Support Questions

Find answers, ask questions, and share your expertise
Announcements
Celebrating as our community reaches 100,000 members! Thank you!

NodeManager Health is bad: Issue due to garbage collection

avatar
Champion

We are getting the following error from YARN: NodeManager Health is bad: GC Duration:
Average time spent in garbage collection was 45.2 second(s) (75.40%) per minute over the previous 5 minute(s). Critical threshold: 60.00%.
Average time spent in garbage collection was 30.3 second(s) (50.45%) per minute over the previous 5 minute(s). Warning threshold: 30.00%.

 

Below are my configuration: 

 

Currently we are using the default setting for CM -> Yarn -> Configuration -> Java Configuration Options for Node Manager

-XX:+UseParNewGC -XX:+UseConcMarkSweepGC -XX:CMSInitiatingOccupancyFraction=70 -XX:+CMSParallelRemarkEnabled

 

CM -> Yarn -> Configuration -> nodemanager_gc_duration_window

 

5 minute(s)

 

CM -> Yarn -> Configuration -> nodemanager_gc_duration_thresholds

Warning: 30.0
Critical: 60.0

 

I went through this link but it doesn't cover how to fix this issue

https://www.cloudera.com/documentation/enterprise/5-8-x/topics/cm_ht_nodemanager.html

 

Below are my questions :

1. The environment was good for more than a year but getting issue now. why? Is it due to more usage?

2. Do we need to clear any old garbage from the environment to fix this issue? if so, how?

3. Do we need to change any configuration to fix this issue? if so, how?

4. Do we need to do both step 2 and step 3 by any chance?

1 REPLY 1

avatar
Cloudera Employee

@saranvisaThis health check result indicates that NodeManager is not getting enough heap space compared to its workload.
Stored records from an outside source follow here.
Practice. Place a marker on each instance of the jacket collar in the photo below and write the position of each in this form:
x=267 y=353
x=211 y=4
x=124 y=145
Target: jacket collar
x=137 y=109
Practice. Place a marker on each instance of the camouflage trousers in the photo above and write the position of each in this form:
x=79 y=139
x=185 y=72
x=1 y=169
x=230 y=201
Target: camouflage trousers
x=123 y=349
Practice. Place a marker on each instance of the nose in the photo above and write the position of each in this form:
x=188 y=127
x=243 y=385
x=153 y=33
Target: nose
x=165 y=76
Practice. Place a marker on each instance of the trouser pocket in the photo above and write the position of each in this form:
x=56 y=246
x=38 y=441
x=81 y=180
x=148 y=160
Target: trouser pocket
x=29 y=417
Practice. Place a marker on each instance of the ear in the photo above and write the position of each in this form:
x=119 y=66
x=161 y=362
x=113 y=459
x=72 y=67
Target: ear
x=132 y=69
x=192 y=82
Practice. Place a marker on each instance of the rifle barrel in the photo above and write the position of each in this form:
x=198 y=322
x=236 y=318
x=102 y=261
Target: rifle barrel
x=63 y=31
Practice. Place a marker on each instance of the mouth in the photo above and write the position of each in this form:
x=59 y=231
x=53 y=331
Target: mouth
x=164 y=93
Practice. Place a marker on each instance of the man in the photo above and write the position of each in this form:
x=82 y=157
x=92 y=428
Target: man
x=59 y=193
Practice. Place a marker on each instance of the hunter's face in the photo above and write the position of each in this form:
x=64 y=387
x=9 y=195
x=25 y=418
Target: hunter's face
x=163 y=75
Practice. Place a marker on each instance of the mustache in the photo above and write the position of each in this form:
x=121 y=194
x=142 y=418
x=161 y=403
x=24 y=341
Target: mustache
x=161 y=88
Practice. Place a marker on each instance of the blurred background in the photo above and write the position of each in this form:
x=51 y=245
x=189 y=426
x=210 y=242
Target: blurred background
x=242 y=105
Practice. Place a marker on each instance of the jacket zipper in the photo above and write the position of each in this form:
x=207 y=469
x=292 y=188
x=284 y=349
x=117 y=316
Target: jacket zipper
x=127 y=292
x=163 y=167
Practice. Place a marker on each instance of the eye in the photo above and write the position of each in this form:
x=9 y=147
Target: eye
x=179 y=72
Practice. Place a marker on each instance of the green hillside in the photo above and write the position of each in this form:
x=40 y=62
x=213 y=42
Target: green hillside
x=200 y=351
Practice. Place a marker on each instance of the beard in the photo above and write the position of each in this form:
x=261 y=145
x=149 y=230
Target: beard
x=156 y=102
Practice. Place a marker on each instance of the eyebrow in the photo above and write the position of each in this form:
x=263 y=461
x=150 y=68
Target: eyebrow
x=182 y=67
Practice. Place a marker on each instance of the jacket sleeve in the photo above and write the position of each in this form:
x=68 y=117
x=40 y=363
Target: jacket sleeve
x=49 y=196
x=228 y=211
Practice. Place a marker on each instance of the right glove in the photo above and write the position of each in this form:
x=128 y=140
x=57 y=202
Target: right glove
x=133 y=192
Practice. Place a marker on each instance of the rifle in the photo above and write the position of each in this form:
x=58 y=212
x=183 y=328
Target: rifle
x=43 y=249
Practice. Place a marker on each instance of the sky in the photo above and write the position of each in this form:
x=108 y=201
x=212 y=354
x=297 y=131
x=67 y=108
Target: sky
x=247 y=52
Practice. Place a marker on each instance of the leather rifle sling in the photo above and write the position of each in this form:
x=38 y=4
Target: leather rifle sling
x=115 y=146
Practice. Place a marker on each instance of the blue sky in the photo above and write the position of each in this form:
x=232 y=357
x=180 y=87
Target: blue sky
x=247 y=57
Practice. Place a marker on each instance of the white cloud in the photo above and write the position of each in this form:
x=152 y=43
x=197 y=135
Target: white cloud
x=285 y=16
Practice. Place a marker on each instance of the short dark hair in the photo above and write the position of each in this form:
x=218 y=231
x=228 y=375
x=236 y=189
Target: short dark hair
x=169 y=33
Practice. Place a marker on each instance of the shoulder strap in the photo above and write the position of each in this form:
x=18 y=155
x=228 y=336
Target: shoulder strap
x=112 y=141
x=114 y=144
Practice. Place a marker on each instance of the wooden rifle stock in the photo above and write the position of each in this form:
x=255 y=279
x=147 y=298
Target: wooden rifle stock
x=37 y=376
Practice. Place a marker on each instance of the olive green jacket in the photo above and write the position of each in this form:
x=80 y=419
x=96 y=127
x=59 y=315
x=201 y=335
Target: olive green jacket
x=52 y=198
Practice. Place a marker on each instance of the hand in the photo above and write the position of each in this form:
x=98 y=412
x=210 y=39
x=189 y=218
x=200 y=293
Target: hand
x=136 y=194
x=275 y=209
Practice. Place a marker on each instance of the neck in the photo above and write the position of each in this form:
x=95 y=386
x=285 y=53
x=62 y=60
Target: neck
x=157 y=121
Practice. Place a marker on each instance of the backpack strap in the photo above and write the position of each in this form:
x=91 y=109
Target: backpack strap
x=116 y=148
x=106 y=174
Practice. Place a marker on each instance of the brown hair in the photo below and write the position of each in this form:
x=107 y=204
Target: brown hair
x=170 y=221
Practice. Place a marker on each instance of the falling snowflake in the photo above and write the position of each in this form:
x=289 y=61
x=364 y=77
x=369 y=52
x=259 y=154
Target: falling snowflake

Typically when workload grows in the cluster and thus the java daemon needs more heap, you need to give more heap to the Role.

 

You could:

1. Increase the heap given to Node Manager through Node Manager's configuration page.('Java Heap Size of NodeManager in Bytes')

2. Alternatively, though not recommended, you could tune the threshold you found to tolerate higher GC ratio for Node Manager.

 

I would recommend you go to the specific Node Manager's role instance page in Cloudera Manager, browse through the charts available for Node Manager, there would be a chart named 'JVM heap memory usage' telling you the heap consumption of the particular Node Manager. Then you can have a better idea of how much memory the Role is using and potentially increase the heap given to it to a higher value.